Insurance Australia Group has upgraded its full-year profit margin expectations to its highest levels since the company listed on the Australian Securities Exchange in 2000, as benign weather and a lack of claims boost the insurance giant’s bottom line.
IAG, the owner of brands such as NRMA and CGU, expects to table an insurance margin of 18-18.3 per cent - a substantial rise from the previously flagged 14.5-16.5 per cent range. It is the fifth consecutive time that IAG has upgraded its full-year insurance margin guidance.
''This reflects the relatively benign natural peril activity in the second half of the financial year, notably in Australia, and a more favourable financial impact from narrower credit spreads than previously anticipated. The underlying performance of the group has remained strong,” IAG boss Mike Wilkins said.
IAG’s natural disasters claim expense hit around $555 million for the year, compared with a full-year allowance of $640 million. The company, which made a $1.85 billion takeover bid for rival Wesfarmers’ insurance underwriting arm last year, also benefited from a favourable credit spread impact of around $100 million.
IAG will also post reserve releases of just below 3 per cent of net earned premium, compared with a previous expectation of around 3 per cent.
''This is a very strong result, but mainly driven by one-offs such as benign weather and credit spread contraction,” Commonwealth Bank of Australia insurance analyst Ross Curran told clients.

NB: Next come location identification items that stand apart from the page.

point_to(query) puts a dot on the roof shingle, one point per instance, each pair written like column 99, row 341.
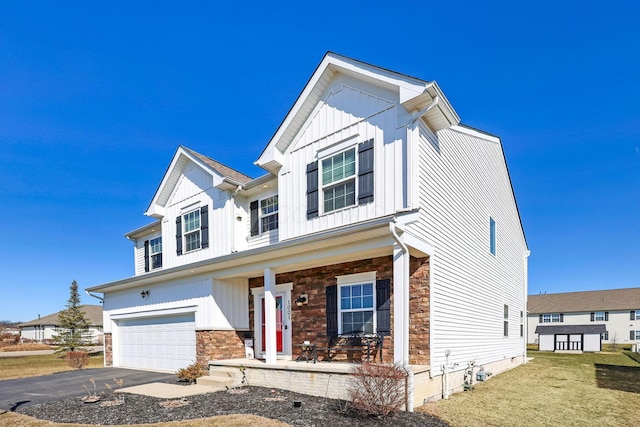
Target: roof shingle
column 607, row 300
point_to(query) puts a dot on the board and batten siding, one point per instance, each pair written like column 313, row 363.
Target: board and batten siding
column 463, row 181
column 217, row 304
column 349, row 114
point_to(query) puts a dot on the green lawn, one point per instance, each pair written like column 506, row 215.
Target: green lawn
column 552, row 390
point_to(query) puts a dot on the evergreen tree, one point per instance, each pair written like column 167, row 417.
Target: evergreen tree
column 72, row 324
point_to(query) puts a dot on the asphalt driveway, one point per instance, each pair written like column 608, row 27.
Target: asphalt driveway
column 65, row 385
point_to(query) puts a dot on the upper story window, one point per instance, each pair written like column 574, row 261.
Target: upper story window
column 155, row 250
column 191, row 224
column 492, row 236
column 346, row 179
column 264, row 215
column 338, row 180
column 153, row 254
column 552, row 318
column 192, row 230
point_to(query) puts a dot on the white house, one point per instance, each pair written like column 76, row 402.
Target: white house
column 45, row 328
column 617, row 310
column 379, row 212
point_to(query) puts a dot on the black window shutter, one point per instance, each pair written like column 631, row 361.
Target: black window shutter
column 383, row 306
column 255, row 225
column 146, row 255
column 179, row 235
column 332, row 310
column 365, row 172
column 204, row 226
column 312, row 190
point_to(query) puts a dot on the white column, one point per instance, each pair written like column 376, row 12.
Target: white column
column 270, row 316
column 400, row 305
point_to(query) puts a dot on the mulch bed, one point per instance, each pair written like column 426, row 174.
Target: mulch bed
column 270, row 403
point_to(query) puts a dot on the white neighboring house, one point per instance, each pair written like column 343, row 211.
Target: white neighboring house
column 617, row 310
column 45, row 328
column 379, row 212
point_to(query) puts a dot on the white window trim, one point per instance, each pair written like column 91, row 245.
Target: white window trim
column 260, row 215
column 357, row 279
column 152, row 254
column 198, row 230
column 354, row 177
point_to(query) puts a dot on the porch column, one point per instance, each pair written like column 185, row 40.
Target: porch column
column 400, row 304
column 270, row 316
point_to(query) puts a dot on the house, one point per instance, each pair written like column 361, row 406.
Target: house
column 44, row 329
column 616, row 310
column 379, row 212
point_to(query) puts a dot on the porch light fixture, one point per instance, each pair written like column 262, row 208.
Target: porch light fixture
column 301, row 300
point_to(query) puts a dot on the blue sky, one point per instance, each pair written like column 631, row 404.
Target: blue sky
column 95, row 98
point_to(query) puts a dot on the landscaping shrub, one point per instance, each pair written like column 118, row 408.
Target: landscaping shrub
column 76, row 359
column 27, row 347
column 376, row 389
column 191, row 373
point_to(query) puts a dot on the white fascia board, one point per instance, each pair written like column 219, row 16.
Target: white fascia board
column 156, row 207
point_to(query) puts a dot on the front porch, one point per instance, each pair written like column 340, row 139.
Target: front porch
column 324, row 379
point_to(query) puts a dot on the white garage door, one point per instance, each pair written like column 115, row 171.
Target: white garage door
column 157, row 343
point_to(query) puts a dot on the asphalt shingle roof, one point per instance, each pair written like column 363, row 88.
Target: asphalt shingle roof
column 93, row 314
column 607, row 300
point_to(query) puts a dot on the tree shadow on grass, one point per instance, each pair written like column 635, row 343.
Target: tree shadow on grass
column 623, row 378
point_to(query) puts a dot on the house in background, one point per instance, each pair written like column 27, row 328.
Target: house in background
column 378, row 213
column 43, row 329
column 617, row 310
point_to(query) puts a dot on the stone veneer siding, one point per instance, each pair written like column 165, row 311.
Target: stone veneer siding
column 108, row 349
column 219, row 345
column 309, row 322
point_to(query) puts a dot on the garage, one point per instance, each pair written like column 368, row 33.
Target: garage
column 157, row 343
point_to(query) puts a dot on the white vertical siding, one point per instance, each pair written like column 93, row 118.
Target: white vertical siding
column 194, row 190
column 353, row 114
column 463, row 181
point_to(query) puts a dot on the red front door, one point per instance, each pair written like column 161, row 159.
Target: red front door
column 279, row 324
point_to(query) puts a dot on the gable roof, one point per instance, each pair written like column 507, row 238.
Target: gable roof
column 606, row 300
column 93, row 314
column 570, row 329
column 414, row 95
column 172, row 175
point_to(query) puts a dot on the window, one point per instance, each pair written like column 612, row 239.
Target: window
column 191, row 231
column 357, row 308
column 492, row 236
column 506, row 321
column 338, row 180
column 155, row 250
column 552, row 318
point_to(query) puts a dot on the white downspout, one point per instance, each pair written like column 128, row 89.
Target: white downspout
column 401, row 311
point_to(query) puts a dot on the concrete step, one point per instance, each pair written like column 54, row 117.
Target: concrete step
column 220, row 376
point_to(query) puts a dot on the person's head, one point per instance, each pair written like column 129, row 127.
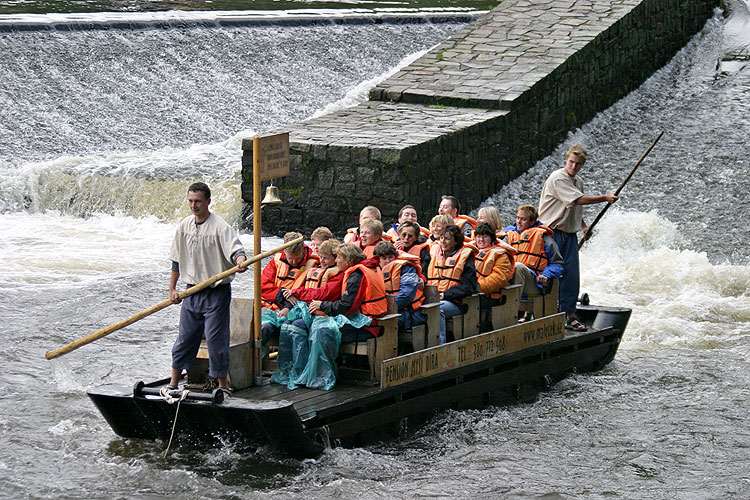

Tom Millner, chief executive of IAG shareholder BKI Investment Company, said the upgrade would give investors confidence that the insurer remained on track for steady growth.
''Since they’ve improved their stance in the UK [where IAG exited the market last year], they’ve become more domestic-focused, and it’s paying off,” he said.
The insurance behemoth also told investors it would likely post revenue or gross written premium growth of around 3 per cent for fiscal 2014, at the bottom end of its 3-5 per cent growth guidance.
“[This] reflects an ongoing relative absence of input cost pressures and associated need for premium rate increases,'' IAG said.
IAG said in May it was overhauling its operating model in Australia as it prepared to absorb the Wesfarmers' insurance acquisition. The changes, which took effect from July 1, will see IAG book a $100 million restructuring cost bill, of which $50 million will be recognised in the last financial year’s accounts.
IAG expects to post $90 million in annualised pre-tax benefits within two years as the new model takes hold. The changes are likely to lead to job losses as IAG streamlines its operations into three divisions: personal insurance, commercial insurance, and enterprise operations.
It expects to realise an annualised pre-tax benefit of about $230 million, and about $220 million in one-off costs over the next two years.
Major IAG shareholder Tyndall Investment Management said the market had expected most of the upgrade. ''However, the magnitude of the improvement is probably higher than many would have expected, and this release would suggest underlying margins have actually improved further once we strip out these one-offs,'' portfolio manager Jason Kim said.
Goldman Sachs insurance analyst Ryan Fisher told investors the implementation costs of the new operating model were ''a bit higher than we forecast'', but the expected benefits were consistent with the broker’s expectation of a stronger-for-longer group insurance margin.